A partir daí, o desenvolvimento de personagens (ou a ausência dele) se torna um problema. O caso de Baby é o mais emblemático, pois ele é o personagem central, logo o que deveria ser melhor aproveitado. Baby esqueceu de dar partida no carro ao ver que uma ação desastrada de seu grupo resultara no assassinato de um segurança, e depois vemos uma cena muito impactante, na qual ele se livra de um cadáver, com uma disciplina inexorável, mas uma clara ojeriza a envolver-se com esse tipo de ação. Essa camada adicional é muito interessante, pois constroi um anti-heroi Robin-Woodiano, com uma atuação profissional ilegal (sempre executada com frieza implacável) mas que nunca faria mal a nenhuma pessoa. O romance também traz à tona um lado mais doce ao anti-heroi. Ele também não se abala com o constante bullying de membros das equipes — notadamente Griff (Jon Bernthal) e Bats (Jamie Foxx). Porém, no último ato, toda essa construção é desperdiçada ao fazer com que Baby mate Bats. Todo o caráter que o filme deu ao protagonista, de repente, percebemos que era apenas um artifício para garantir seu carisma junto ao público. O último ato é uma ode ao Baby que nunca vimos no filme, um assassino que pensa apenas em si e nas pessoas que gosta (o lado mais doce do egoísmo). Depois disso, um regresso ao Baby doce e romântico, em uma cena que assusta pela breguice. Ou seja, o filme sequer tenta esconder que qualquer traço de moralidade do seu personagem principal está a serviço da conveniência — o Nice Baby no início e no final, para que o público simpatize e o Bad Baby quando isso é necessário para que ele se salve.
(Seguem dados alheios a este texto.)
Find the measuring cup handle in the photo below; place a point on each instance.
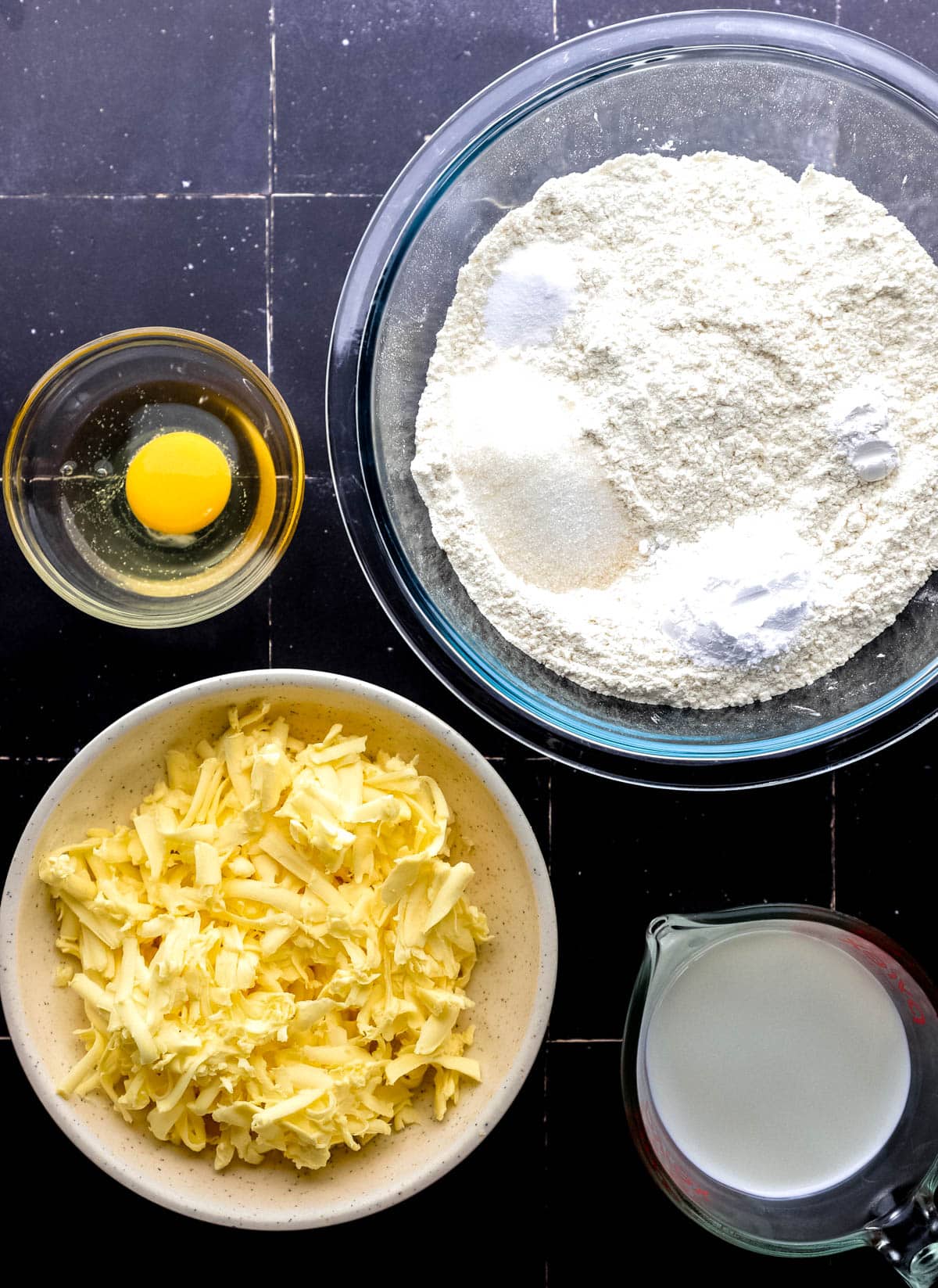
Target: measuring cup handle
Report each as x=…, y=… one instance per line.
x=908, y=1236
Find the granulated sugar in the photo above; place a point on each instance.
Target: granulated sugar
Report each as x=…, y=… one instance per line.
x=678, y=436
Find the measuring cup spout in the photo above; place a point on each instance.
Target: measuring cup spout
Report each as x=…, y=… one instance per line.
x=908, y=1236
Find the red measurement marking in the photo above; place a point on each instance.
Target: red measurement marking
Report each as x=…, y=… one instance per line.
x=874, y=957
x=672, y=1166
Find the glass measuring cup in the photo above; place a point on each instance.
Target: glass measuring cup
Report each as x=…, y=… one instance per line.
x=890, y=1202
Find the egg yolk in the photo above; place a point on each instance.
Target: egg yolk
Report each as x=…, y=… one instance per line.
x=177, y=483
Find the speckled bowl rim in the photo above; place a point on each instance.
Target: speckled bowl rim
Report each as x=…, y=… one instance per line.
x=328, y=1212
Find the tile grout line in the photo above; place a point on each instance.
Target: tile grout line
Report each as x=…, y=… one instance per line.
x=368, y=196
x=581, y=1041
x=185, y=196
x=272, y=143
x=269, y=259
x=138, y=196
x=832, y=841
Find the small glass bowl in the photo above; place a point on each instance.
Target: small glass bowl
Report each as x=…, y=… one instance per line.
x=40, y=446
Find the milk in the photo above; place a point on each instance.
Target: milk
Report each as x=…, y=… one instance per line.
x=778, y=1064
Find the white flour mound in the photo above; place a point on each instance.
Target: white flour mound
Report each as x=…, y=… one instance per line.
x=679, y=434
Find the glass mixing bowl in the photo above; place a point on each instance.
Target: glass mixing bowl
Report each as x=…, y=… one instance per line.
x=782, y=89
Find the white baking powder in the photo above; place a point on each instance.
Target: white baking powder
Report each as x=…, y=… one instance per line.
x=678, y=434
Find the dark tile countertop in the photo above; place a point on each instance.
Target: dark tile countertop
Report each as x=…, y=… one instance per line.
x=211, y=163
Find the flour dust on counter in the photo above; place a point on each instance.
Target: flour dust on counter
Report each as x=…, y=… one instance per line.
x=677, y=433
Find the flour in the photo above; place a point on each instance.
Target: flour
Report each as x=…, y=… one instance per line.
x=860, y=420
x=678, y=434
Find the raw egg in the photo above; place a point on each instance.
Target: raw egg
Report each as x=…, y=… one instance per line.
x=177, y=483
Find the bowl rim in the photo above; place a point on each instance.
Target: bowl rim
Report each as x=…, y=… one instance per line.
x=694, y=764
x=330, y=1212
x=184, y=609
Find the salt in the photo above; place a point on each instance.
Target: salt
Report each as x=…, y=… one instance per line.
x=740, y=594
x=860, y=420
x=532, y=481
x=531, y=295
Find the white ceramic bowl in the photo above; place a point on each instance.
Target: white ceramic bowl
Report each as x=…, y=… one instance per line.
x=512, y=985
Doc e Debora também possuem mudanças de caráter bruscas para salvar Baby em momentos capitais, sugerindo que a sobrevivência do protagonista é mais importante do que integridade moral e lógica de desenvolvimento de caráter. Já Bats, Darling (Eiza Gonzales) e (Jon Hamm) não passam por nenhuma deturpação de caráter, porém são personagens tão uni ou bidimensionais que isso mal poderia ser considerado algo bom, senão em comparação com o desastre que ocorre com os outros.

E o que isso significa para o filme da primeira sequência? Que, nós, os expectadores, somos confrontados com uma decisão terrível: a de deixar-se deslumbrar pela execução quase perfeita de seu primeiro ato, pela estética agradável e pelo carisma de um jovem casal ou a de militar contra o descaso e o maniqueísmo do roteiro que presume que todo o público estará tão deslumbrado que escolherá a primeira opção. É impossível escolher apenas uma das duas, mas o veredito tem que levar em consideração o fato de que o filme apenas comete esses erros por acreditar que o deslumbramento visual e sonoro seria suficiente para nos fazer deixá-los passar. Que os filmes errem, mas errem com honestidade. Assim, eu não deixo passar.